ÖBAG-Chefin Edith Hlawati hat ihre Vorstellungen zur Rolle der Staatsholding erstmals vor Journalisten erläutert. Der Fokus liegt beim Beteiligungsmanagement und der Ausübung der Kernaktionärsrechte. Aktuell überarbeitet die frühere Wirtschaftsanwältin ein Konzept zum Eingehen neuer Minderheitsbeteiligungen an standortrelevanten (Tech-)Firmen. Hlawati betont auch ESG-Belange - etwa will sie eine "Lücke" in der Governance bei Aufsichtsratsbesetzungen schließen.

Bevor sie im Februar das Amt übernahm, beriet Hlawati die Holding bzw. deren Vorgängerunternehmen als Wirtschaftsanwältin 30 Jahre lang: "Es gibt keinen Mandanten, für den ich länger gearbeitet habe", sagte Hlawati, "das schafft Pflichtgefühl und Verbundenheit.

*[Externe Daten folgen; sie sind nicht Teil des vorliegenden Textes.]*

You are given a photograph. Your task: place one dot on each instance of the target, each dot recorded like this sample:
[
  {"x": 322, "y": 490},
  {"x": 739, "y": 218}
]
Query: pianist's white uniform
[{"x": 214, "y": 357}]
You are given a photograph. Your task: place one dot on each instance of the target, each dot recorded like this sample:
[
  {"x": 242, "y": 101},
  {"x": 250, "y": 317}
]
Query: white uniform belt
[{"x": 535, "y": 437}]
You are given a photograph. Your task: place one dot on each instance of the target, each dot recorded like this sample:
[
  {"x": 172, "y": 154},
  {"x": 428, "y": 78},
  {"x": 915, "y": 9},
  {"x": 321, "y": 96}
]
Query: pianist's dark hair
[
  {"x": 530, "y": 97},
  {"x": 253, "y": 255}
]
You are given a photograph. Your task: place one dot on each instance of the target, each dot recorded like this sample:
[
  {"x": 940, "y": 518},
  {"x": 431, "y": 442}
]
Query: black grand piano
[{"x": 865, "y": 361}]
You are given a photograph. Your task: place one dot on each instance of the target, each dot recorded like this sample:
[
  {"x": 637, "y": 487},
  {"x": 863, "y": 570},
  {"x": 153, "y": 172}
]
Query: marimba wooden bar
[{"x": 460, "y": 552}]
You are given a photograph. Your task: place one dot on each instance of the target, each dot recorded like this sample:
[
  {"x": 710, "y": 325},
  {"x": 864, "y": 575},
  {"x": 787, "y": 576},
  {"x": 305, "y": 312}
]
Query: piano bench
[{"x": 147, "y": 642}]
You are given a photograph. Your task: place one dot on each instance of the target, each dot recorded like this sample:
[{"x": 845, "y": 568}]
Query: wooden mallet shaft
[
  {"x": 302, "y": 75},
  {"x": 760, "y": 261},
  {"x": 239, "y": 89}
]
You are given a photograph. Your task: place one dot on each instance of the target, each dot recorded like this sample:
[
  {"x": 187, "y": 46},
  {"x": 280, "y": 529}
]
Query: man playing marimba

Was mir aber noch wichtiger ist: Ich glaube an die Sache." Nun gehe es ihr "um eine nachhaltige Wertsteigerung und eine langfristige Stärkung des Standorts". Hlawati will eine "nachhaltige Dividendenentwicklung mit einer kontinuierlichen Steigerung - nicht exzessiv und sicher nicht auf Pump".

Die ÖBAG fungiere als "Dach" über ihren Beteiligungen an wichtigen und teils börsennotierten Schwergewichten wie der OMV, Telekom, Post, Verbund oder Casinos. Bei OMV und Telekom hat die Staatsholding Syndikatspartner, um ihre Kernaktionärsrechte auszuüben. "Bildlich gesehen ist das Dach auch Schutzschild zur Abschirmung vor politischem Einfluss."

"Kein rascher Profit"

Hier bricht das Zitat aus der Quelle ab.